Но по мере того как ребенок внутри нее рос, а весна перетекала в лето, под небом дельты, которое раскалялось все более и более яркой синевой, единственным, что умирало, была Мари. В начале июля, когда они ехали на автобусе в Сан-Франциско, чтобы родить ребенка там (Билли с похмелья довез их только до остановки в Сакраменто), и Мари смотрела в окно, Луиза сказала то, что уже довольно давно было у нее на уме.
– Мари, – сказала она, и та отвернулась от окна к ней. – Ты не возьмешь этого ребенка?
Мари снова повернулась к окну, и Луиза на мгновение ощутила нечто вроде злобного удовлетворения. «Наконец-то я ее рассердила», – торжествуя, сказала она себе. Но потом Мари проговорила:
– Я не могу, – и таким печальным тоном, какого Луиза еще не слышала.
Презирая себя, как обычно, Луиза поняла, что еще раз, как обычно, недооценила доброту Мари.
– Извини, – горько проговорила она.
– Нет, – прошептала Мари в окно, – это вы извините.
– Боже, – покачала головой Луиза, – с чего это я подумала, что могу попросить тебя об этом?

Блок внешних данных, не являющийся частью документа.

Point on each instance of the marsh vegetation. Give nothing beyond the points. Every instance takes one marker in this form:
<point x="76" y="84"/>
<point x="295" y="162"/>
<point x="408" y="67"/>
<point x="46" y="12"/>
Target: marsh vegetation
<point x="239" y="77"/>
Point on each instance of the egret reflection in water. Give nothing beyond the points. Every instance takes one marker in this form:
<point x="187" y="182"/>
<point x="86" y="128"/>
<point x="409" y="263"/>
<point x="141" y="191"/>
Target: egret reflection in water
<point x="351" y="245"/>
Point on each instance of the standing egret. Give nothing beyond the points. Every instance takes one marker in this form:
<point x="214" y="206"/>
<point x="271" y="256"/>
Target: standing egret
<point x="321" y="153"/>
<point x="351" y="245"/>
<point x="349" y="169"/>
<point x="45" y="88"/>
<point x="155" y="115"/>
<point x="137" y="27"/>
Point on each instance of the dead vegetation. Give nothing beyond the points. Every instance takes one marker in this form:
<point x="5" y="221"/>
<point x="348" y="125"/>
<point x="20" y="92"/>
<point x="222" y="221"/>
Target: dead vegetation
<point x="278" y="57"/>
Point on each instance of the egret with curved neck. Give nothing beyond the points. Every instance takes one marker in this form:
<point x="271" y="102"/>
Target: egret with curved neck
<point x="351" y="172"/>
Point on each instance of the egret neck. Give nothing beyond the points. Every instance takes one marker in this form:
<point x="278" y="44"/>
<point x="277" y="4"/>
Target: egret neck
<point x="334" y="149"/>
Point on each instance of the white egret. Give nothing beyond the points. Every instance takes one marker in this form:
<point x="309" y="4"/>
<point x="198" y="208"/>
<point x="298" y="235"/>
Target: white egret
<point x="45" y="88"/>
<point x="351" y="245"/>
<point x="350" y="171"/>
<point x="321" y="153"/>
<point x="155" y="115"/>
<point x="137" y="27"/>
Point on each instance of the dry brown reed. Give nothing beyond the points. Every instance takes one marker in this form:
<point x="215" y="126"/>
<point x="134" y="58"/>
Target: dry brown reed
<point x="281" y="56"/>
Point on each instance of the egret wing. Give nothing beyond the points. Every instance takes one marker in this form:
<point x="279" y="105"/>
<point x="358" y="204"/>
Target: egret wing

Ты же знаешь, ребенок от Митча. Это ребенок человека, который разбил тебе жизнь.
– Он не разбил мне жизнь, – солгала Мари. – Как вы не понимаете? Этот ребенок достоин всего, потому что это ребенок Митча. – И вот тогда Мари отвернулась от окна к Луизе и сказала: – Я скоро умру.
Первым побуждением, как обычно, было сказать: «Что ты имеешь в виду?» – но Мари произнесла это так спокойно, без всякой жалости к себе, и с такой смиренной торжественностью, наполненной таким неизмеримо глубоким сожалением, что Луиза удержалась от банальной реплики. В одно мгновение пробежав литанию возможных реакций, она одну за другой отвергла их все: «Что ты имеешь в виду?», «Что ты говоришь?», «Ты уверена?», «О, как мне жаль!» – пока не дошла до конца списка:
– Когда?
– Не знаю.
– От чего?
Этого тоже никто не знал. У нее не было ни опухоли, ни новообразований, и на рентгеновских снимках тоже не видно было черного дождя, что разливался по ее телу.
– Анализы крови уже больше года говорят, что дело плохо, – пыталась объяснить Мари, – и я все слабею и слабею.
И Луиза с досадой сказала себе, что это будет одной из тех тихих и подозрительных смертей, когда не знаешь, что тебя убивает, а можешь умереть в любой момент, в следующем месяце или следующем году. И если это подумалось Луизе, то, должно быть, подумалось и Мари – что эта смерть, которую никто не знал, смерть, которую никто не мог найти или назвать, оставила в ней свое семя почти четыре года назад в заброшенном автовокзале, надругавшись над ней в темноте на алтаре ее собственной невинности. Вися на крюке, голая, со связанными руками, Мари шагнула в свет собственной кончины, и взамен, поскольку не заслуживала смерти и поскольку таинственная болезнь могла осквернить ее тело, но не дух, ей была предоставлена небольшая отсрочка.